Joining the long list of technological promises that don't quite make the grade such as "Nuclear: too cheap to meter" and the oxymoron "3G Broadband" is quantum cryptography. Quantum hackers known as 'quackers' have a few ways in to breach quantum cryptography already, and this trend will continue.
Quantum cryptograpy is meant to be a system that can detect interception of the photons comprising a communication by a hacker flawlessly. It is meant to be perfect, and not just a step foward. It is already crackable, though, albeit through high faluted means.
In quantum messages, the message is sent through traditional means, but the encryption key (called a 'one time pad' or OTP) is transmitted using the quantum states of individual photons. The theory is that you cannot read a bit of the OTP without changing its quantum state, so therefore any hack attack will be noticed, and a new key can be created to replace the compromised key. Quantum crypotgraphers encode keys rather than the message because transmission rates are low (currently a few kbps over 20km), though this will improve with faster detectors.
Quackers exploit several weaknesses here, mainly focused on the quantum/silicon interface.
Problem: practically producing single photons is challenging. If there's more then one photon encoding a bit, then the quacker can read one, and the receiver reads another that has not been disturbed. Therefore the receiver will not detect the intrusion.
Solution: better lasers that can accurately issue single photons. Needs time to make this happen.
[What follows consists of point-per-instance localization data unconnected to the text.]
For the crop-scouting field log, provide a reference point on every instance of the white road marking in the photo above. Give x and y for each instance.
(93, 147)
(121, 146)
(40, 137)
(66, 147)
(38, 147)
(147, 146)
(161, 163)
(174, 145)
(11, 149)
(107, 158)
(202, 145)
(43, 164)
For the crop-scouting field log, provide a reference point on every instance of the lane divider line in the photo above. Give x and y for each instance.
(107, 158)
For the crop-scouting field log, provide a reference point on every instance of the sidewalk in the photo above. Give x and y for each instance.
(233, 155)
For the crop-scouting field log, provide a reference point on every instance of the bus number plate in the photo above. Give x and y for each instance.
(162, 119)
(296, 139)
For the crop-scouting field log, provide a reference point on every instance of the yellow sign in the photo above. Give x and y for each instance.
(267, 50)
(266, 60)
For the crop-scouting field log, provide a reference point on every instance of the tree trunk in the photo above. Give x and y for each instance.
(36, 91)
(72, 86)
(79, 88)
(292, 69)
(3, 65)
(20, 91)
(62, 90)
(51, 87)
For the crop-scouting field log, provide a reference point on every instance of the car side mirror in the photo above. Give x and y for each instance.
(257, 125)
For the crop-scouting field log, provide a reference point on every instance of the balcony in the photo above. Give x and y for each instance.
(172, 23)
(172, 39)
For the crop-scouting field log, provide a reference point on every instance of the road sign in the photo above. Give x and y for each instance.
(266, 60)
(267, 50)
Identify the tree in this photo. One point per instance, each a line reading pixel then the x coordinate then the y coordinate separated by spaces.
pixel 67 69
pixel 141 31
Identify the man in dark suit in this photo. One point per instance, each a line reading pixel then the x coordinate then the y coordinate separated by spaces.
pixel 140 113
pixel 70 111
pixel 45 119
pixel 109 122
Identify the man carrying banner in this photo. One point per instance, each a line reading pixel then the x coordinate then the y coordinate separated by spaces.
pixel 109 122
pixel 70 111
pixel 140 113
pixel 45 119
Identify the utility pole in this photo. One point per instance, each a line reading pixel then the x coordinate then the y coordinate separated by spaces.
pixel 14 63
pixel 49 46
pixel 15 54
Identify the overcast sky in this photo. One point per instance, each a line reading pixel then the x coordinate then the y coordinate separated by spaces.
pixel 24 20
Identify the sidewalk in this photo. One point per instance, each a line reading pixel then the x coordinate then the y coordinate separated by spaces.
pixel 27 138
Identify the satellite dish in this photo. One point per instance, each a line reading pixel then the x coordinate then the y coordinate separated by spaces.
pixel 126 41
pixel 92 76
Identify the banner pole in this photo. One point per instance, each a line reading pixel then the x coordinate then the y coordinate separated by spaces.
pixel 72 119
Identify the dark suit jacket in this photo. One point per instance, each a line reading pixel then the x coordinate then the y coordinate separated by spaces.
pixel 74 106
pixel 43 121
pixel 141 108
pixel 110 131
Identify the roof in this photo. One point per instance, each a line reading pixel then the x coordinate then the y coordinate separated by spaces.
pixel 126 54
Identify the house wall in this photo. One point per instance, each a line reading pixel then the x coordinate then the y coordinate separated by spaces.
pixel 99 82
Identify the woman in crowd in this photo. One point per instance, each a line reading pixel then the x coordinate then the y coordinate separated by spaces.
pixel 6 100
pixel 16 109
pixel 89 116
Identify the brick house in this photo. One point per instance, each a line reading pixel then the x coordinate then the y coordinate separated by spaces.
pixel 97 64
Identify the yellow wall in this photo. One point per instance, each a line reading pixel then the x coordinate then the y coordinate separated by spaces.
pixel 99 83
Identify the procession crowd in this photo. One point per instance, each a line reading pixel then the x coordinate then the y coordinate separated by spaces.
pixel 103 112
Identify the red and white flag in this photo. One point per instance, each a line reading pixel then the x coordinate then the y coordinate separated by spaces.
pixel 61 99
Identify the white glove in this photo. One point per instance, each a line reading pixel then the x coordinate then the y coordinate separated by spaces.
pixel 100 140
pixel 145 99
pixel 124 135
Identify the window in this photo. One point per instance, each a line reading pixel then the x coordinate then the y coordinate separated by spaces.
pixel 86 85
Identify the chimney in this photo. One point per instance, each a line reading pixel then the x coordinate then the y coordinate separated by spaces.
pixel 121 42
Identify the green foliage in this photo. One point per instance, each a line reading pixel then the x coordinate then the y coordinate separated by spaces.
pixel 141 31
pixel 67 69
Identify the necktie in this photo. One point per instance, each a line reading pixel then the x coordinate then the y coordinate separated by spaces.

Problem: saturating the detector with strong light allows control without detection of the signals
Solution: requires physical access to detector, and more advanced detectors could be make without this flaw
Problem: any connection to a public network allows traditional hacking
Solution: restrict quantum crptography to closed networks, but this limits its usability for the general world
Problem: quantum bits get interpreted into electrons so they can be used. This happens sometime before the user's computer/server, so is necessarily hackable by traditional means.
The point here is not that quantum cryptography isn't very secure, because it's by far the best there is. My point is that it is not flawless. Quantum cryptography is an additional line of defence, but sadly not flawless. It's not a 'quantum leap' in security (to use a pun), just a (very good) forward step in the cat-and-mouse game between networks and hackers.